Sarah Polley is an incredible filmmaker who has a very natural gift for lingering on a single emotion or conversation and expanding it into a feature-length film. While this may seem like an easy thing to do, I’m always impressed by Polley’s ability to translate emotion into thematics. This strength is perfectly exemplified within Women Talking, a film based off the 2018 novel of the same name, and follows a group of women in an isolated religious colony who struggle to reconcile their faith with a large string of sexual assaults comitted by the colony’s men. 

For a film that primarily takes place in a singular location, with one set of characters, and is primarily focused on purely conversations and debates – Women Talking is one of the most harrowing and engrossing films I’ve seen this year. Luckily for a film with such a reliance on it, the film is backed up by an absolutely incredible screenplay that knows when to give each character the spotlight and how to balance all of these women and their perspectives near perfectly. It also all feels so natirualitc, like you as an audience member are a fly on the wall of a conversation happening in real-time.

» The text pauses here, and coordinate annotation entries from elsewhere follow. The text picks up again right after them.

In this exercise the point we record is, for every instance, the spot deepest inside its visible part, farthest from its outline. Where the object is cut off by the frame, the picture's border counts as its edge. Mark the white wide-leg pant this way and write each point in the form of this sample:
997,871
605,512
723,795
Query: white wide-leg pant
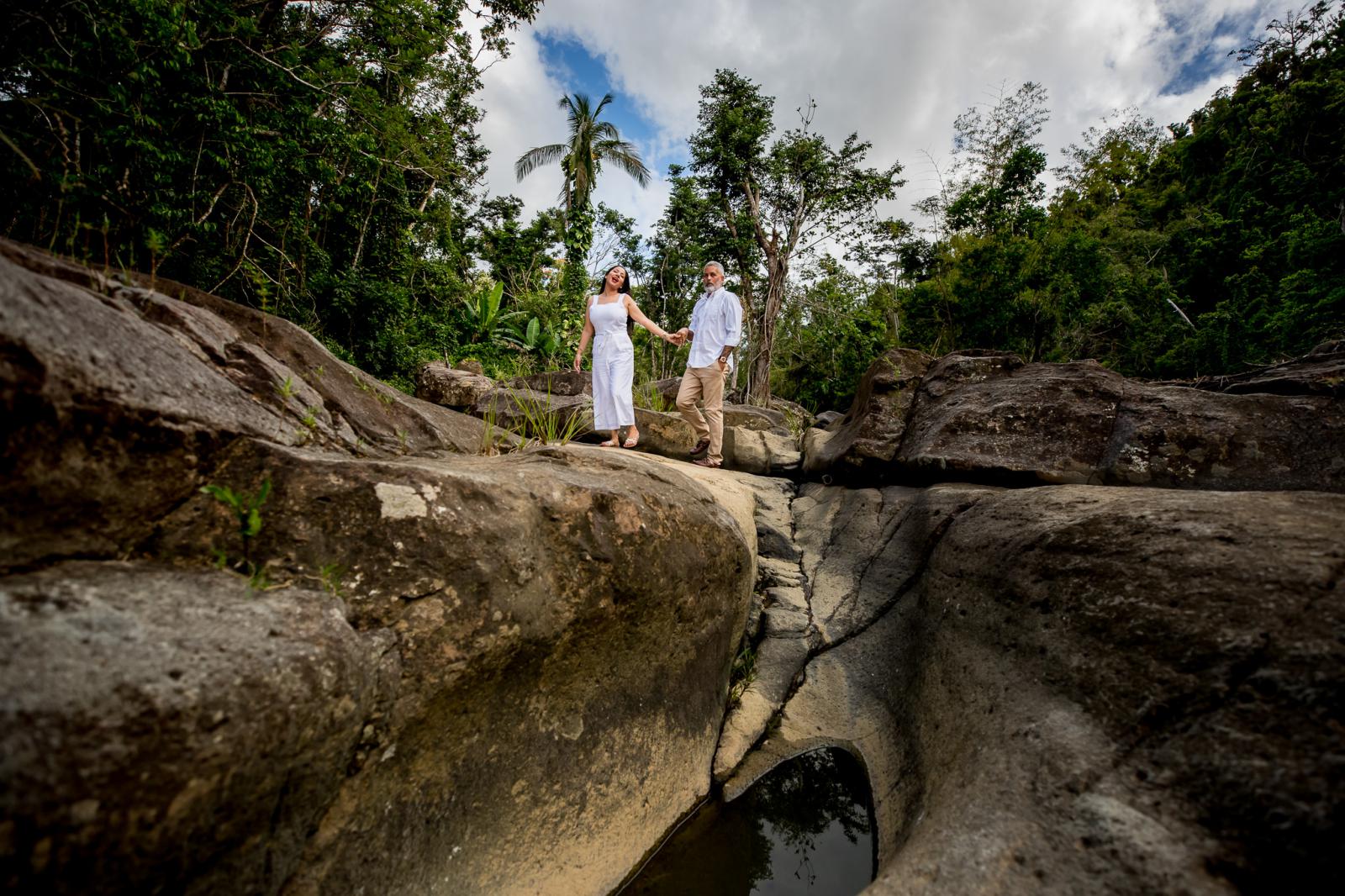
614,377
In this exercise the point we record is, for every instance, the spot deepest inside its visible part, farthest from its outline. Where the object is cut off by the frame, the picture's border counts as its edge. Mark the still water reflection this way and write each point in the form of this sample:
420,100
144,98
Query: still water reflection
806,828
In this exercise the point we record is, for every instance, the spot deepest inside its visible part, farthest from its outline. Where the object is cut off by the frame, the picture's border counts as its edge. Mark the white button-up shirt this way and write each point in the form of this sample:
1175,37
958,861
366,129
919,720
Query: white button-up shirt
716,322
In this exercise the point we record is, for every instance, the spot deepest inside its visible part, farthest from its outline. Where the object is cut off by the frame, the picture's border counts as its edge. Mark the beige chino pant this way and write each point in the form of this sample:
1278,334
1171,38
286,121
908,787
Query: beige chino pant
706,385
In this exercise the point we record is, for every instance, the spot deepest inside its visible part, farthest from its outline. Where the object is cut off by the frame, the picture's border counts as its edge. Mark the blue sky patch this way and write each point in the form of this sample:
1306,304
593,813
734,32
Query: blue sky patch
578,71
1210,58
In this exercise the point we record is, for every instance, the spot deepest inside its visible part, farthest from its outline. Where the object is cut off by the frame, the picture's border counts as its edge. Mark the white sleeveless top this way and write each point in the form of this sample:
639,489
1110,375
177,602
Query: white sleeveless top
609,322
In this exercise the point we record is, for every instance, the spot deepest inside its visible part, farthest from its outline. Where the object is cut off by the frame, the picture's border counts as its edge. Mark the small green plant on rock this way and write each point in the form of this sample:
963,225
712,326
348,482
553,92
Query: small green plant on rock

Polley’s direction here is nothing short of outstanding; she makes every moment matter and feel so genuinely impactful and important; there’s simply not a wasted moment in the entire film. She has a perfect lense for balancing urgency with empathy, and doesn’t let one compromise the other. A lot of this is also supported by the absolutely phenomenal performances across the board, but a few in particular are that of Rooney Mara and Claire Foy who are pretty equal in terms of who gives the best performance in the entire film, both are equally commanding and heartbreaking. Jessie Buckley takes a bit of a backseat role for a majority of the film, but comes to play big time towards the end and delivers a quietly stunning performance. Ben Whishaw also perhaps gives the best performance of his entire career, with a stunning “try not to cry”-level monologue.

If there’s any place to nitpick the movie, it’s within the color-grading that the film has been largely criticzed for. While I do think the film does justify it to an extent within the context of what’s happening within the subject matter and the location of where the conversation is taking place, I can’t help but feel like the film would be better without the murky look and have more natural colors. However, this feels like such a small gripe in the grand scheme of things, as Women Talking is still an undeniably powerful experience with one of the best screenplays of the entire year. This is truly captivating in every sense of the word, and feels so deeply important from start to finish. A triumph.